At the very beginning of our project, we went to meet our school’s wet team - USTC, to learn something about synthetic biology. During our visit, we found that traditional biological experiments are very time consuming, especially when the experiment requires some new properties of protein that is unfamiliar to the researchers. Being familiar with information technology, we are curious about the possibility of collaboration between computer science and biology, which means applying machine learning to predict protein properties. We asked our wet team about the convenience of accessory to machine learning models and if there was any integrated platform specialized for those models, their answer is no. So we thought we should do some contributions in this area. With this belief, we design the software CAT to serve as the sharing platform of machine learning. Here are several of our contributions.

Integration of Models

Due to the reasons just mentioned above, we want to provide a tool for researchers to use machine learning to predict protein properties. In order to meet the needs of researchers in different directions, we decided to design a platform that integrates various property prediction models. For researchers, they only need to input the protein sequence and then they can get the predicted results about the properties of proteins such as subcellular localization, transmembrane topology, secondary structure and isoelectric point, the four important protein features we provide.
# Subcellular localization
Protein function, metabolism and interactions are closely related to the subcellular localization of proteins, and mature proteins must be located in specific subcellular structures to perform their correct biological functions. Therefore, subcellular localization is of great importance for protein synthesis and functional studies.
# Transmembrane localization
Membrane proteins play a crucial part in life activities by binding to ligand molecules and stimulating a series of reactions to transmit information between cells.
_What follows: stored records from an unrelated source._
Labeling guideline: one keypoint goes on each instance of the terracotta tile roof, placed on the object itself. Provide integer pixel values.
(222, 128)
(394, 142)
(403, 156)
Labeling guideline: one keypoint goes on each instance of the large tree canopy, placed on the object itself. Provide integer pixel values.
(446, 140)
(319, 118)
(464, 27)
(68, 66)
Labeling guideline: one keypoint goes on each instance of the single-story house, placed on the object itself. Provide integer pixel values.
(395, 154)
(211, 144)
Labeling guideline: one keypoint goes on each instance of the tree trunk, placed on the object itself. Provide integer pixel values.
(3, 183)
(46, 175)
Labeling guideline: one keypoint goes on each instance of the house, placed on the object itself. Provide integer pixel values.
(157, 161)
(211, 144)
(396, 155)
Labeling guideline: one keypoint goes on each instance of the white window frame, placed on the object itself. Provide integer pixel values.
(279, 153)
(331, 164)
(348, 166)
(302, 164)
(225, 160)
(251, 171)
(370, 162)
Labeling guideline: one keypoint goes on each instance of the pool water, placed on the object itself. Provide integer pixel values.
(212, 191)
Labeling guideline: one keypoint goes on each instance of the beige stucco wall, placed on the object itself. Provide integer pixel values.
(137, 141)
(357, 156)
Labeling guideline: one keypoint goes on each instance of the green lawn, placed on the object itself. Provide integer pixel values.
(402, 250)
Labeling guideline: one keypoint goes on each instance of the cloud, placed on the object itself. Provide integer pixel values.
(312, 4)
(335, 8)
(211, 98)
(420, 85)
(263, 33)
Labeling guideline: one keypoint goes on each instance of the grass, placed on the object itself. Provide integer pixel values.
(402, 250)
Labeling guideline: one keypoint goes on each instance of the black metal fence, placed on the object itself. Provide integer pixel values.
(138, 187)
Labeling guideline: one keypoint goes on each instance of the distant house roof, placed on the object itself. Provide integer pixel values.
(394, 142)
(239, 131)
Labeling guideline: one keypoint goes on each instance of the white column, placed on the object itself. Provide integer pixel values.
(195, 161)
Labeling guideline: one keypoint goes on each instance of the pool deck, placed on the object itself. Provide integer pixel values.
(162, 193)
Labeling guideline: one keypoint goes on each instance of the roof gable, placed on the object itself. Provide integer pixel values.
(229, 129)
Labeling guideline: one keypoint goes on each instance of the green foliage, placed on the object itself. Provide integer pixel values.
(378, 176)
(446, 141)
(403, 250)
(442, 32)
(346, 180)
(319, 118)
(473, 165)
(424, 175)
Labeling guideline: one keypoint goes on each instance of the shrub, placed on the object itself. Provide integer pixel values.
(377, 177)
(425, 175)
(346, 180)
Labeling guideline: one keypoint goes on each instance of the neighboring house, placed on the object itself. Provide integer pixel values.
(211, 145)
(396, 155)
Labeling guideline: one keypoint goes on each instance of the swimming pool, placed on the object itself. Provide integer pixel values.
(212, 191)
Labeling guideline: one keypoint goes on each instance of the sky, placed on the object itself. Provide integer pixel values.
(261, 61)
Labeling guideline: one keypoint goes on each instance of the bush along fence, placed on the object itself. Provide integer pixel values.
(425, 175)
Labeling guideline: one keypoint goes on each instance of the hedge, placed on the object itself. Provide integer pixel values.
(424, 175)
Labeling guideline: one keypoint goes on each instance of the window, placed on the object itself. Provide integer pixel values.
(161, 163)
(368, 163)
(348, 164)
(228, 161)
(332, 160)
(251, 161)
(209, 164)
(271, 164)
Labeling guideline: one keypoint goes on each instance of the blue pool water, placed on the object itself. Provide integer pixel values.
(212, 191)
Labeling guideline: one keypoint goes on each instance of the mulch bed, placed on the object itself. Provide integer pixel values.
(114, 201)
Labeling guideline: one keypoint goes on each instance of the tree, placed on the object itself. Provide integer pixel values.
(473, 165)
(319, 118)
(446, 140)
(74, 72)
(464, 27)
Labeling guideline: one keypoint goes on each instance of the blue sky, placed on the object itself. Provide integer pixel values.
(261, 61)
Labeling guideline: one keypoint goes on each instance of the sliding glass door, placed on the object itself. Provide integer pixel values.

The study of membrane proteins plays a vital role in the field of intercellular communication.
# Secondary structure
The secondary structure, basically alpha spiral and beta fold, provides key information to the conformation of proteins and help bioinformaticians to deduce the spatial structure.
# Isoelectric point
The solubility of amino acids is minimal at the isoelectric point, so the isoelectric point of proteins is essential for purification of amino acids and precipitation of proteins.

Disseminate Knowledge

For the learners who are interested in biology but have not studied it, some dissemination of traditional biology knowledge give them a deeper understanding of the field they love and a solid foundation for future study and research. For some researchers in certain fields, the ability of the models we offer is limited, so we think it’s necessary to disseminate knowledge of biology and machine learning. We believe this can help them understand what kind of machine learning models are useful for themselves and to what extent. That's why we build the education section on CAT.

The part of traditional biology shares some traditional assays, such as subcellular localization of proteins using fluorescent protein assays. We believe that for students it can have a brief of traditional biology, and develop their interest in synthetic biology through our educational version.

The machine learning part has the advantage of being easy to understand. It uses the simplest examples to explain the principles of machine learning so that users are not confused. We believe that practice is necessary when learning knowledge. So we provide a small test for users. Besides, we found that knowledge in graphical form is easier to be accepted than one in textual form, so we set up interactive animations to help learners master the basic principles of machine learning quickly and firmly.

We believe that only an educational version is not enough to popularize the knowledge about synthetic biology and machine learning, so we designed a brochure. It has slightly the same content as the education section, but we believe that by doing so, we can contribute to the popularization of science.

Human Practice

We held a meeting at the beginning of the project to educate each regular and reserve team member about synthetic biology and computer science, and to plan and organize the project.

After the initial research, we had a meeting with Prof. Haiyan Liu from the School of Life Sciences, University of Science and Technology of China, and communicated about the development and possible problems in protein prediction, which was very helpful to us.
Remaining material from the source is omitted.